How to use your context window well

You don’t need a million tokens. You need to be intentional about the ones you use. This is the heart of what’s now called context engineering: the skill of controlling what the AI sees and when.

Here are the practical habits that make the biggest difference.

Start fresh for new topics. Don’t continue a conversation about your CV when you want to pivot to meal planning. Open a new chat. Give the AI a clean desk.

Front-load what matters. Put the most important information at the beginning of your message, not buried in a long preamble. The AI pays closest attention to what comes first and last.

Be specific, not exhaustive. Instead of pasting an entire report and asking ‘what do you think?’, paste the relevant section and ask a focused question.
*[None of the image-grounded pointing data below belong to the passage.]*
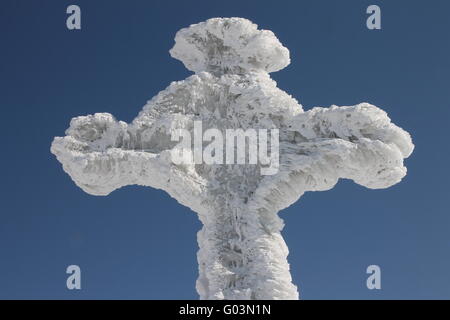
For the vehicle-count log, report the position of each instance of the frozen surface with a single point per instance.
(242, 253)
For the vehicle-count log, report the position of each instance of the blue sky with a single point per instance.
(138, 243)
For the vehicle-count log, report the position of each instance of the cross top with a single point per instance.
(242, 253)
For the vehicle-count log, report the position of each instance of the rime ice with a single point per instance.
(242, 254)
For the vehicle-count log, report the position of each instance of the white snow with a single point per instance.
(242, 253)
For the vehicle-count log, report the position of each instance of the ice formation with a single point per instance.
(242, 254)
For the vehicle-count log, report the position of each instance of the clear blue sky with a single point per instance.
(138, 242)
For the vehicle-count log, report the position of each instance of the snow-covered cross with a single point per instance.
(242, 253)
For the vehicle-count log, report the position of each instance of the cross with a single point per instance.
(242, 254)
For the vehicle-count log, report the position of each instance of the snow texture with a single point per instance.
(242, 253)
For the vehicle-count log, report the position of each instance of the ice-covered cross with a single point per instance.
(242, 253)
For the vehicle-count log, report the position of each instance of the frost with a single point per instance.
(242, 253)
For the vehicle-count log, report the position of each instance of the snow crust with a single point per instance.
(242, 253)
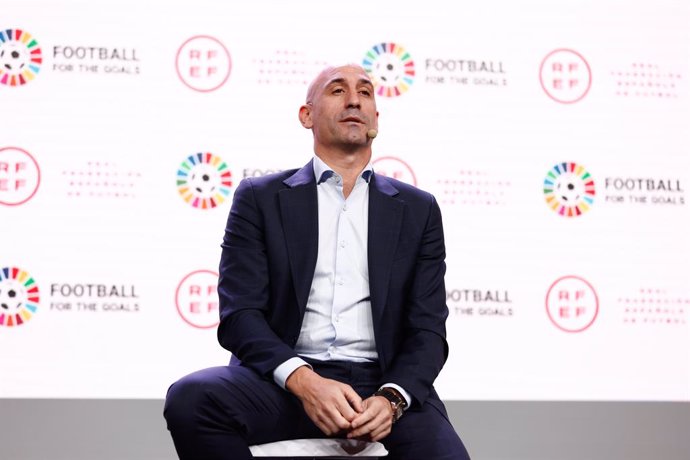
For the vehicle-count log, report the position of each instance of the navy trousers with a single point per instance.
(217, 413)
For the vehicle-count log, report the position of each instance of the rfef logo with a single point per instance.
(196, 299)
(565, 76)
(391, 69)
(19, 296)
(572, 304)
(204, 180)
(19, 176)
(569, 189)
(203, 63)
(395, 168)
(20, 57)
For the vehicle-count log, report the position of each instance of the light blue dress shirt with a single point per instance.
(338, 323)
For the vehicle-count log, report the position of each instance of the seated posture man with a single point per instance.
(332, 302)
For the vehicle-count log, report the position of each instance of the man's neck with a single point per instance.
(348, 165)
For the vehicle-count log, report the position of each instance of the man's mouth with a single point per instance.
(352, 119)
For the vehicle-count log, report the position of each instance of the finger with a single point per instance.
(327, 425)
(380, 433)
(354, 400)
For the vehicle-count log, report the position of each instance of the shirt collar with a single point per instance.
(323, 172)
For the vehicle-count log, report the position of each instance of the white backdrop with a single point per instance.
(108, 257)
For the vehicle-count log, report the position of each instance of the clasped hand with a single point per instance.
(338, 410)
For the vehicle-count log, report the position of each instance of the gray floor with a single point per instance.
(134, 429)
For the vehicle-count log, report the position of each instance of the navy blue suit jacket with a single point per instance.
(268, 261)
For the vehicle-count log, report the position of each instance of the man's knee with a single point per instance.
(188, 397)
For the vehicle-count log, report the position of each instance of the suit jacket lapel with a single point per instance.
(385, 221)
(299, 212)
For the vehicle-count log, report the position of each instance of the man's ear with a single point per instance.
(305, 116)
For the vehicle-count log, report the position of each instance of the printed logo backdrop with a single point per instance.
(559, 157)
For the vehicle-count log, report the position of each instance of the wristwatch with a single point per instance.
(398, 403)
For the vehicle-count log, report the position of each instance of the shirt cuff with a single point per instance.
(406, 395)
(282, 372)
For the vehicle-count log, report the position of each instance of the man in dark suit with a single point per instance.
(332, 302)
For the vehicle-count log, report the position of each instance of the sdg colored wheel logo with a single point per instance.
(204, 180)
(20, 57)
(18, 297)
(569, 189)
(391, 69)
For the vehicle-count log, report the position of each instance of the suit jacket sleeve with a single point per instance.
(244, 289)
(422, 349)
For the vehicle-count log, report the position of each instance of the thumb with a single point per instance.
(354, 400)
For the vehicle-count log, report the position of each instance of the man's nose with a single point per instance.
(353, 100)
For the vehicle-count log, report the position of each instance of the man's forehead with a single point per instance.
(344, 73)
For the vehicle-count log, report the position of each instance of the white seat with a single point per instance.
(320, 448)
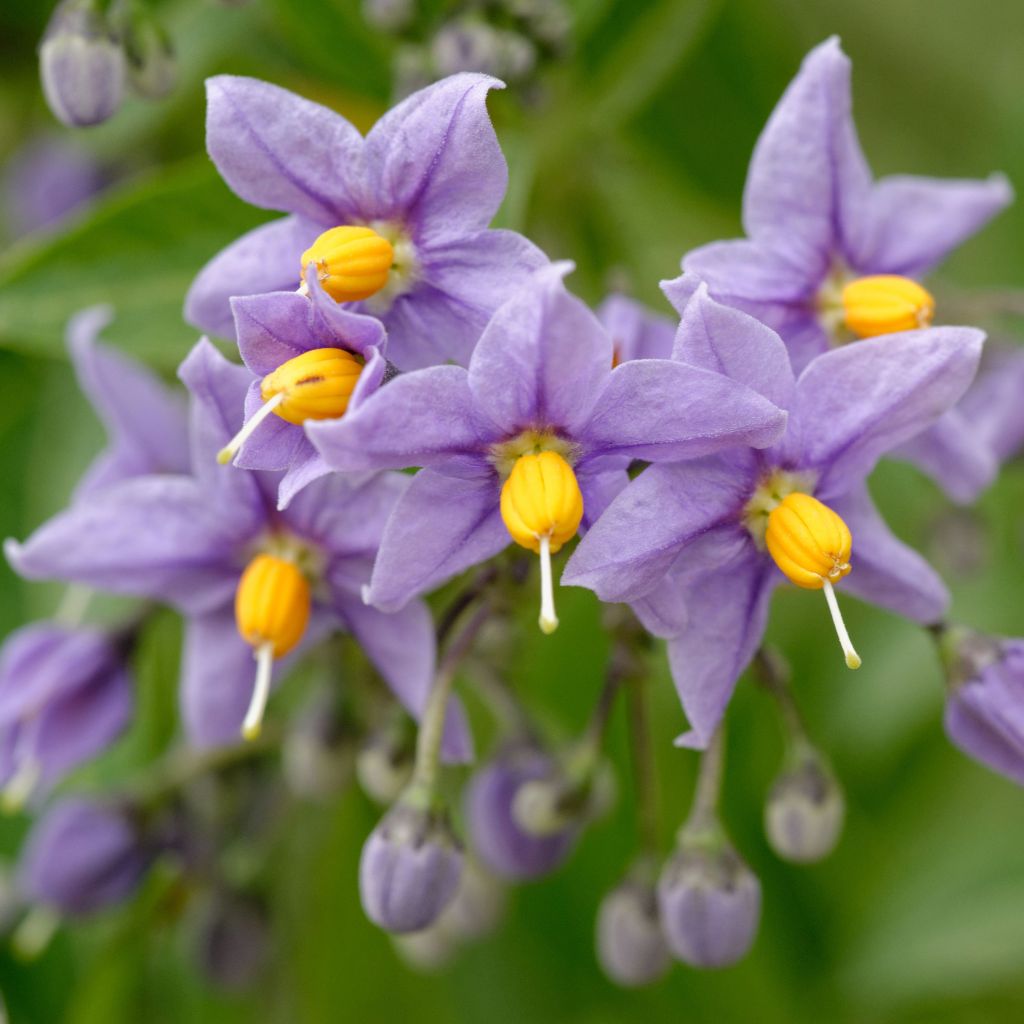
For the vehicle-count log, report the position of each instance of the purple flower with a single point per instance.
(146, 421)
(498, 839)
(708, 530)
(199, 541)
(637, 333)
(426, 181)
(276, 331)
(528, 442)
(65, 696)
(410, 869)
(83, 856)
(815, 220)
(985, 709)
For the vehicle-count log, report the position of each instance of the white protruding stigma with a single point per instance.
(852, 657)
(231, 449)
(548, 620)
(261, 690)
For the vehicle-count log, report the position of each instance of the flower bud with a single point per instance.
(710, 902)
(153, 72)
(495, 829)
(985, 677)
(631, 946)
(81, 65)
(410, 868)
(83, 856)
(805, 810)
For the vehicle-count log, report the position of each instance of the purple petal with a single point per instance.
(808, 177)
(154, 537)
(434, 163)
(543, 358)
(425, 418)
(718, 338)
(441, 526)
(281, 152)
(145, 421)
(637, 333)
(629, 550)
(265, 259)
(855, 403)
(953, 454)
(910, 224)
(728, 607)
(886, 571)
(401, 646)
(662, 411)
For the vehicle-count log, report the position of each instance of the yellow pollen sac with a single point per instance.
(271, 604)
(811, 545)
(352, 262)
(542, 506)
(315, 385)
(885, 304)
(541, 499)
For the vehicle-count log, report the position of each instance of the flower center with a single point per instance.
(542, 507)
(852, 307)
(271, 610)
(315, 385)
(809, 542)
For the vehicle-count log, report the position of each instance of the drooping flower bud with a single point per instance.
(805, 810)
(983, 716)
(886, 304)
(542, 506)
(153, 72)
(82, 856)
(811, 546)
(81, 65)
(410, 868)
(271, 610)
(497, 836)
(351, 262)
(631, 945)
(710, 902)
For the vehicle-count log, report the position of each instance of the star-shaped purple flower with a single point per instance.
(815, 219)
(697, 527)
(186, 540)
(428, 177)
(541, 380)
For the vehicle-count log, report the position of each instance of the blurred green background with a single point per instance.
(633, 150)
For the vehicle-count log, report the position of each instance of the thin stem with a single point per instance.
(428, 741)
(644, 775)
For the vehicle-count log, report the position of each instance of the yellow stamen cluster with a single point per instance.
(886, 304)
(351, 262)
(272, 604)
(315, 385)
(541, 499)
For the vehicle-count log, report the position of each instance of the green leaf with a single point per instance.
(139, 251)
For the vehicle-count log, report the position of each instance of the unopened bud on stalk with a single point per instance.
(82, 65)
(805, 810)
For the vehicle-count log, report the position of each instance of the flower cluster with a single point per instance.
(384, 327)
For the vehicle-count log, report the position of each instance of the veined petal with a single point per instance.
(281, 152)
(265, 259)
(440, 526)
(886, 571)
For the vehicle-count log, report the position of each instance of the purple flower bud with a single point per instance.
(83, 856)
(410, 868)
(805, 810)
(710, 902)
(631, 946)
(498, 838)
(985, 708)
(81, 65)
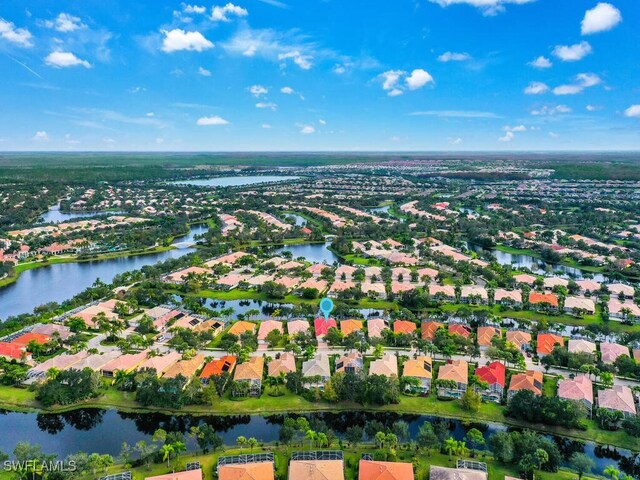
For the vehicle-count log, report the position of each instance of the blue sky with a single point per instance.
(320, 75)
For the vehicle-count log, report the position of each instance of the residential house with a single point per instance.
(456, 371)
(225, 364)
(284, 363)
(618, 398)
(377, 470)
(350, 363)
(494, 375)
(316, 371)
(386, 366)
(421, 369)
(609, 352)
(250, 372)
(531, 380)
(547, 342)
(578, 389)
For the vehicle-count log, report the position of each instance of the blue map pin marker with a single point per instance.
(326, 305)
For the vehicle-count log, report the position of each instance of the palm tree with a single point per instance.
(450, 447)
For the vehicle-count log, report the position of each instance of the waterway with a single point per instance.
(235, 181)
(103, 431)
(61, 281)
Less noise means better signal.

Restate key details in long conversations. If you’re twenty messages deep and the AI seems to have forgotten something important, say it again. Don’t assume it still has it. A quick reminder is cheaper than a confused answer.

Keep custom instructions lean. Those background instructions load every time. If yours are three paragraphs long, consider trimming them to the essentials. Every word counts.

The real skill is not having more space

The AI industry is obsessed with making context windows bigger. That’s useful for developers building complex systems and for specific tasks like analysing entire codebases. Vibe coding relies on this same principle — the AI needs to hold your entire project in view as it turns your plain-language descriptions into working code, and once it can’t, things start breaking. If you use Claude Code, git worktrees in Claude Code let you give each AI session its own isolated context and workspace, so parallel agents never pollute each other’s windows. The same processing constraints also shape consumer-facing features like AI Overviews in Google Search, where the AI has to summarise multiple web pages within its context limits before presenting you with a single answer.

But for everyday use, the skill that matters is not having the biggest window. It’s knowing how to use the one you have.

The best conversations I have with AI are not the longest ones. They’re the ones where I give it exactly what it needs, nothing it doesn’t, and keep the context focused on the task at hand.

Stop treating the context window like infinite memory. Start treating it like a clean, well-organised desk. Your AI will work better for it.